Composer and lyricist Stephen Sondheim is very difficult to 'get in to'; he doesn't make it easy for either the listener or the singer; but if it's right it is extremely rewarding and a total joy. Sweeney Todd is one of the more difficult Sondheim scores, and therefore potentially one of the most rewarding too; and has become, since the recent film, one of his better known Musicals too.


It tells the gruesome and dark story of Benjamin Barker, a barber who was transported for life simply because he opposed a local Judge deciding to have his wicked way with his beautiful young wife, Lucy. Unbeknownst to Barker, Lucy falls pregnant and the child, christened Joanna is brought up by the Judge as his ward. 15 years pass since Benjamin Barker set foot in London but now arrives back with his First Mate, Anthony, and as he revisits the barber's shop he used to own, a plot hatches to wreak revenge on the Judge, and so under the assumed name of Sweeney Todd, enlists the help of Pie Shop owner, Mrs. Lovett, (or is it she who enlists him to give her business a boost....) and the rest, as they say, is history!


Altrincham Garrick brought this bloodthirsty legend to life assembling a 'dream team' of Paul Kerryson and Mark Goggins. Former Artistic Director of Altrincham's Garrick, Kerryson made a welcome return to direct what he does best, Musicals. Whilst Mark Goggins' strict and firm baton waving ensured that musically everything was completely sound.


Wayne Holt gave a very dour and unsmiling interpretation of Todd, even in the lighter scenes (A Little Priest / By The Sea) he was still very broody and 'dangerous'. Not the conventional interpretation, but it certainly worked for him and his deep baritone voice and strong stance worked very much in his favour. Mrs. Lovett (Laura Chandler) and Beggar Woman (Charlie Welsh) were both excellent too, but both were sadly too young for these roles in comparison with Todd. Chris Wagstaff gave a plaintive and stolid performance as love-sick Anthony, and the object of his desires, Joanna was Sara Grace Nelson, who had the sweetest high soprano register I think I have ever heard.


The stand out performance for me though was undoubtedly Joseph Dillon, who aged only 16, {and reminding me of myself when I was his age a little too!}, gave a wonderful performance as Tobias Ragg.


With a strong supporting cast and even stronger chorus, this makes for a rather macabre but highly entertaining evening out.
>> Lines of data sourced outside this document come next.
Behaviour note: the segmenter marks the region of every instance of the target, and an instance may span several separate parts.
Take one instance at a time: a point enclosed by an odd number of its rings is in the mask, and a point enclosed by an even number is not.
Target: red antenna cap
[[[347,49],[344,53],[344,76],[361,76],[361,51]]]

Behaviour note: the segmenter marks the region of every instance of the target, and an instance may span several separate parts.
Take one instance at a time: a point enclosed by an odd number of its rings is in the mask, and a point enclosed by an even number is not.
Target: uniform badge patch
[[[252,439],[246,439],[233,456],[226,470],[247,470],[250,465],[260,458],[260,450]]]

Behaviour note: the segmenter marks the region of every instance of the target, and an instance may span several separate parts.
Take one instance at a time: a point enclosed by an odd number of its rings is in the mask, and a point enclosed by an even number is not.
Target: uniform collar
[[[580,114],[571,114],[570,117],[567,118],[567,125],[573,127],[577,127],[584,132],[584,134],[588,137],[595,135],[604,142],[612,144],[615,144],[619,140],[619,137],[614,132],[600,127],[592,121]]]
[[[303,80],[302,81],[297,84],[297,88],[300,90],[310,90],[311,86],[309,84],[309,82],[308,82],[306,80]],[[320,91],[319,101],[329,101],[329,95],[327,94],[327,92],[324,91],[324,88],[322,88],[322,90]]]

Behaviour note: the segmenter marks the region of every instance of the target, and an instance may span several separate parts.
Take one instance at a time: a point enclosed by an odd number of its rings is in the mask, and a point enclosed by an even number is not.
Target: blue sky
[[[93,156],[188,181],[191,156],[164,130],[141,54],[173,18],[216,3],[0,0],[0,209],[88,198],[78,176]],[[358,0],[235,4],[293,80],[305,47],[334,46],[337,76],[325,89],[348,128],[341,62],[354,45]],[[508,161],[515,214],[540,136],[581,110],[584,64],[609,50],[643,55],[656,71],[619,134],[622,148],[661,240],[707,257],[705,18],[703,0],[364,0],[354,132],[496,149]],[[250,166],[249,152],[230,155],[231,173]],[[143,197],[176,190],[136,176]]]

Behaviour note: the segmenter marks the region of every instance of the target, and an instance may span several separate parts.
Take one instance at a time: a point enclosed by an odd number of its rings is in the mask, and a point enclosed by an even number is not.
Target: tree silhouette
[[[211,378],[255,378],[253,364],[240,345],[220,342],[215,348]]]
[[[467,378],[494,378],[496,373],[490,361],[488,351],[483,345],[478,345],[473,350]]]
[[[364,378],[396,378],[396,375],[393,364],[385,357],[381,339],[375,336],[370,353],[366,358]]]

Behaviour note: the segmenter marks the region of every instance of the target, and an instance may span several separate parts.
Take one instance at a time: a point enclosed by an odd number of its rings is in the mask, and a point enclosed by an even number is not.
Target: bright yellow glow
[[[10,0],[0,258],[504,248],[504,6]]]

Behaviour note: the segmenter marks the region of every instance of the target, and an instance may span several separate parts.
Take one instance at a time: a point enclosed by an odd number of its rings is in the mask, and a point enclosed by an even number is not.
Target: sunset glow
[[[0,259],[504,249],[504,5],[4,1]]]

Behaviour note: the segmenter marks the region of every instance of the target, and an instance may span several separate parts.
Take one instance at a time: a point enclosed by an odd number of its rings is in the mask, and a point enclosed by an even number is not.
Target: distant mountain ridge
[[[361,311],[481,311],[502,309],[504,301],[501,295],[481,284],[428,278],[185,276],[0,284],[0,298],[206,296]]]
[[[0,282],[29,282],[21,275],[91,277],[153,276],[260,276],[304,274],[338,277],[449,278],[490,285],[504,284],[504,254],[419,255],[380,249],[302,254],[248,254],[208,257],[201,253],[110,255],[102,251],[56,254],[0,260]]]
The show runs a little long, coming down at 10:20pm, but stick with it; Sondheim needs to be listened carefully to, otherwise you will miss many of the oh so clever lyrics and in this production Goggins has taken the songs just a tad slower to accommodate for this. It's worth it!


It has been quite a while since Manchester has been treated to Sweeney Todd's cold-blooded throat slitting, and it may well be a long time before the next; So catch it while you have the chance, by seeing it performed by one of Greater Manchester's premier amateur theatre companies.